In [None]:
#Import Libraries
import pandas as pd
import numpy as np
import datetime
import matplotlib.pyplot as plt
import seaborn as sns
import missingno as msno
import scipy.stats as ss
from statsmodels.stats.outliers_influence import variance_inflation_factor
from statsmodels.tools.tools import add_constant
from sklearn.model_selection import train_test_split

In [None]:
# Visualization Settings
%matplotlib inline
sns.set_style('whitegrid')
pd.set_option('display.max_columns', None)  #This displays all columns in the dataframe
pd.set_option('display.float_format', '{:,.2f}'.format)  # Display describe() with normal float formatting
plt.rcParams['figure.figsize'] = (10, 6)

In [None]:
df=pd.read_csv("../data/raw/Melbourne_housing_FULL.csv")

In [None]:
#First 5 rows of the dataset
df.head()

In [None]:
#Structure of the dataset
rows=df.shape[0]
columns=df.shape[1]
print("Number of rows:", rows )
print("Number of columns:", columns)

In [None]:
#Data Types & Missing Counts
print(df.info())

In [None]:
# Convert 'Date' column to datetime object
# 'dayfirst=True' is critical because the dataset uses DD/MM/YYYY format
df['Date'] = pd.to_datetime(df['Date'], dayfirst=True)

# Verification
df.info()

In [None]:
#Duplicate check(rows)
duplicates=df.duplicated().sum()
print("Number of duplicate rows:", duplicates)

# Show duplicated rows
df[df.duplicated()]

#Remove duplicates
df=df.drop_duplicates(keep='first').reset_index(drop=True)

#Verify
print(f"Duplicates after: {df.duplicated().sum()}")

In [None]:
#Sanity check
display(df.describe().T)

In [None]:
#Check how many impossible BuildingArea values are there (<5.0)
print(f"Count of Impossible BuildingArea values: {len(df[df['BuildingArea'] < 5])}")

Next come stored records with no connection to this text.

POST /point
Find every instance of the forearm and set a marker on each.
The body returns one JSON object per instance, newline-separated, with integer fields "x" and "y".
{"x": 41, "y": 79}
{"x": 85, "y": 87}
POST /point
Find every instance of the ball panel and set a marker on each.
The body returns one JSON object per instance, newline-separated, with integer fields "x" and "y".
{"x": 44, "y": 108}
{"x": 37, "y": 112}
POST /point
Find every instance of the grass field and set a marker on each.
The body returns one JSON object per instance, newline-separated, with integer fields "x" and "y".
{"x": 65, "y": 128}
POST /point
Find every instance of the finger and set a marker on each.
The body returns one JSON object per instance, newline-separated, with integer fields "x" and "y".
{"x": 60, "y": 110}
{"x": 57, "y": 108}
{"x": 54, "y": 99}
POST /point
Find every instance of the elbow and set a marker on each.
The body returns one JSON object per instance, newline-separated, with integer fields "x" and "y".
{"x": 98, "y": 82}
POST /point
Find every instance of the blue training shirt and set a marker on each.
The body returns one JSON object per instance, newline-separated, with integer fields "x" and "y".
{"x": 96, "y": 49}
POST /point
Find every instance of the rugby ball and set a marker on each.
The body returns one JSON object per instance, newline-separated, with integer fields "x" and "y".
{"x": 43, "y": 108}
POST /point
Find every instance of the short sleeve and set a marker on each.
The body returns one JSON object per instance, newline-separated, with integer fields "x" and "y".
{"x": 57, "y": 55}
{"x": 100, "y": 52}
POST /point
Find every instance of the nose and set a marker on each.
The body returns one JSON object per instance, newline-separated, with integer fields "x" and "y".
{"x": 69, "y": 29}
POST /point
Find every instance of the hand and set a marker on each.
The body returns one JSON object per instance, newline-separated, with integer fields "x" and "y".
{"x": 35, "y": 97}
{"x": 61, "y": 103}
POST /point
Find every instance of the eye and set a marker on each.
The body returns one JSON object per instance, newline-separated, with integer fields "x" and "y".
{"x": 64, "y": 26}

# The Fix: Replace values < 5.0 with NaN (Missing) 
df.loc[df['BuildingArea'] < 5, 'BuildingArea'] = np.nan

print(f"Count of Impossible BuildingArea values after fix:{len(df[df['BuildingArea'] < 5])}")

In [None]:
#Get the dynamic current year
current_year=datetime.datetime.now().year

#Check count of invalid years before fix
print(f"Invalid YearBuilt entries before fix: {((df['YearBuilt'] < 1800) | (df['YearBuilt'] > current_year)).sum()}")

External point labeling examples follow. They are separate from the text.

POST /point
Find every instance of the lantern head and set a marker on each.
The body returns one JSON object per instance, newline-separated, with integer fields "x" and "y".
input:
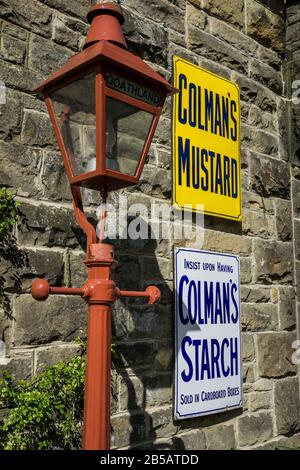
{"x": 104, "y": 104}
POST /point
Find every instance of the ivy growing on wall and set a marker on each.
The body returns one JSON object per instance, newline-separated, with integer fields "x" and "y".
{"x": 8, "y": 212}
{"x": 46, "y": 412}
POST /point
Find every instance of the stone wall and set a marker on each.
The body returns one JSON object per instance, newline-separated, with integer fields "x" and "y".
{"x": 238, "y": 39}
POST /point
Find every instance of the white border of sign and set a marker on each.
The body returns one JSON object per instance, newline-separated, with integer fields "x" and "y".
{"x": 177, "y": 415}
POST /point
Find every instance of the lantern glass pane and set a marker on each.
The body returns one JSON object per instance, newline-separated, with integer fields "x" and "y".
{"x": 127, "y": 129}
{"x": 75, "y": 109}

#The fix - replace with NaN
df['YearBuilt'] = df['YearBuilt'].where(df['YearBuilt'].between(1800,current_year), np.nan)

# 3. Verify
print(f"Invalid YearBuilt entries after fix: {((df['YearBuilt'] < 1800) | (df['YearBuilt'] > current_year)).sum()}")

In [None]:
#Check count of 0 in bathroom
count_bathroom=(df['Bathroom']==0).sum()
print(f"Count of 0 in Bathroom before :{count_bathroom}")
df['Bathroom']=df['Bathroom'].replace(0, np.nan)
print(f"Count of 0 in Bathroom after :{(df['Bathroom']==0).sum()}")

In [None]:
#Inconsistency Scan
text_cols_to_check = df.select_dtypes(include=['object']).columns
for col in text_cols_to_check:
    if col in df.columns:
        unique_count = df[col].nunique()
        print(f"\n[{col}] Unique Values ({unique_count}):")
        print(sorted(df[col].unique().astype(str)))
        

In [None]:
# Inconsistency Fix (Applied BEFORE split - safe deterministic transformations)

# Suburb: fix casing
df['Suburb'] = df['Suburb'].str.title()

# SellerG: remove branch info & fix casing
df['SellerG'] = df['SellerG'].str.split('/').str[0].str.strip().str.title()

# --- Verification ---
print("--- Suburb ---")
print(sorted(df[df['Suburb'].str.contains('Croydon', case=False)]['Suburb'].unique()))
print(sorted(df[df['Suburb'].str.contains('Viewbank', case=False)]['Suburb'].unique()))

print("\n--- SellerG ---")
brands_to_check = ['Buxton', 'Hockingstuart', 'Vicprop']
for brand in brands_to_check:
    print(f"{brand} variations: {sorted([s for s in df['SellerG'].unique() if brand.lower() in s.lower()])}")

In [None]:
#Missingness Analysis
msno.matrix(df, figsize=(12, 6), sparkline=False);
plt.show()

In [None]:
# Calculate number of missing values per column
missing_count = df.isnull().sum()
missing_count = missing_count.sort_values(ascending=False)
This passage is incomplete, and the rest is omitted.